Aortic dissection remains a highly lethal disease because of several persisting problems. First， the well-known difficulties in making a rapid diagnosis often result in delayed treatment or death. Secondly， current approaches to medical management do not reliably prevent descending thoracic aortic expansion and rupture. Furthermore， it is difficult to predict which patients will develop significant aortic expansion despite appropriate medical management. Finally， the timely detection of disease progression requires aggressive lifelong surveillance with imaging studies; lapses in follow-up are often fatal. Solving these problems and improving our ability to treat patients with this catastrophic disease are the principal goals of the research focusing on the pathobiology of aortic dissection. 

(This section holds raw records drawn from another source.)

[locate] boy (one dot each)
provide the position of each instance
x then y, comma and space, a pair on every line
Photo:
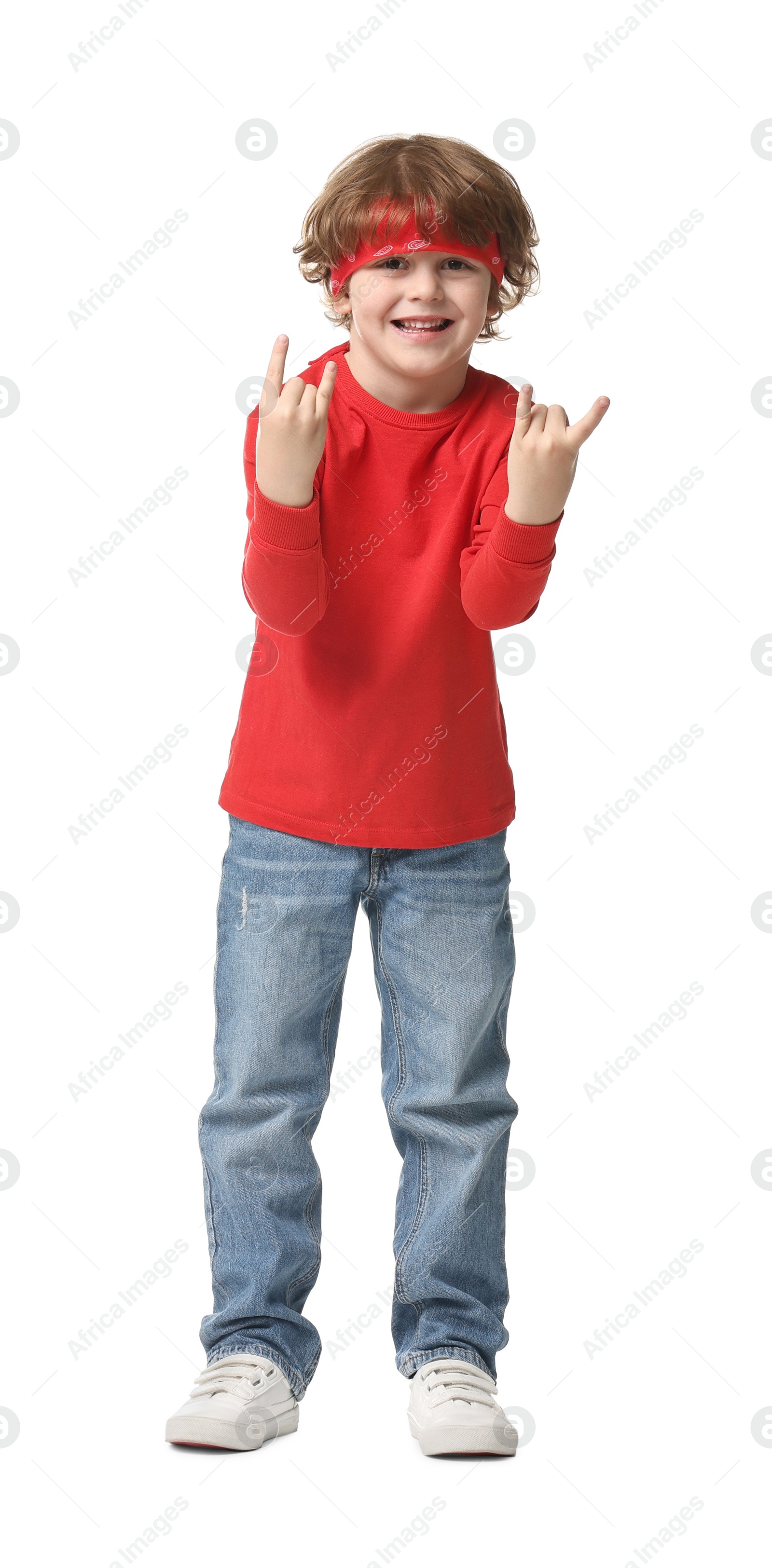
402, 504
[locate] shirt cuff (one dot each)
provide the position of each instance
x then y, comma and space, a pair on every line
285, 527
524, 542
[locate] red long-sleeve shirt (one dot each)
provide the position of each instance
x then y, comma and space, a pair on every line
371, 712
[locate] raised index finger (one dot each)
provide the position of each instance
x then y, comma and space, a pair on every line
577, 435
275, 375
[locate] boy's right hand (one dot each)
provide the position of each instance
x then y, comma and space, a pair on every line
291, 432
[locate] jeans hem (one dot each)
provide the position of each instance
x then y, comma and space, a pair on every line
410, 1363
297, 1384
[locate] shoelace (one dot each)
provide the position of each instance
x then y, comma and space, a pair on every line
223, 1377
455, 1380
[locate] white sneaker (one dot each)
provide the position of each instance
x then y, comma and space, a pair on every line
239, 1403
453, 1410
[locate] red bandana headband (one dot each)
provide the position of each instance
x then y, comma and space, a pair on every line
409, 241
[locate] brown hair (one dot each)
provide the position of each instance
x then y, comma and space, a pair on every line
424, 176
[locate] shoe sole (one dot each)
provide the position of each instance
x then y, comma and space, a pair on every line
459, 1440
201, 1432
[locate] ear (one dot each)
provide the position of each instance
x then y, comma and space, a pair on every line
343, 303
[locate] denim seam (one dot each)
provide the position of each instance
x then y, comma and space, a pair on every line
423, 1155
451, 1352
316, 1266
325, 1026
296, 1380
313, 1272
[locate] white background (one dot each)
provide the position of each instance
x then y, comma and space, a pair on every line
623, 1181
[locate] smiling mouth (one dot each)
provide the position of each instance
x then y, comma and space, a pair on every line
423, 327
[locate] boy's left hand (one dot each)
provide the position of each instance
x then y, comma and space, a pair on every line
543, 454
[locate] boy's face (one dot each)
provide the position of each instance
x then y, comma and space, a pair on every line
418, 314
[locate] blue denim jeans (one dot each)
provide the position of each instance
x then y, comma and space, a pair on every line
444, 958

In contrast to the substantial advances in our understanding of the cellular and molecular processes involved in abdominal aortic aneurysm formation， the mechanisms underlying thoracic aortic disease remain poorly understood; this is particularly true for aortic dissection. Beyond the well-described， classic histological features of aortic dissection-elastic fiber fragmentation， medial degeneration， and fibrosis－our understanding of the changes in the aortic wall that follow acute dissection is limited. Current efforts toward improving this understanding focus heavily on the roles of inflammatory cells and proteolytic enzymes in the progressive degeneration of the aortic extracellular matrix. 

An enhanced understanding of the pathobiology of aortic dissection may be translated to patient care in two major ways. First， uncovering the cellular and molecular processes that cause the aortic wall to weaken may reveal novel opportunities to block disease progression and prevent aortic expansion and rupture. Secondly， understanding the pathobiology may lead to the identification of new biomarkers. Such biomarkers could be used to rapidly diagnose acute dissection， detect disease progression， predict prognosis， and guide therapy.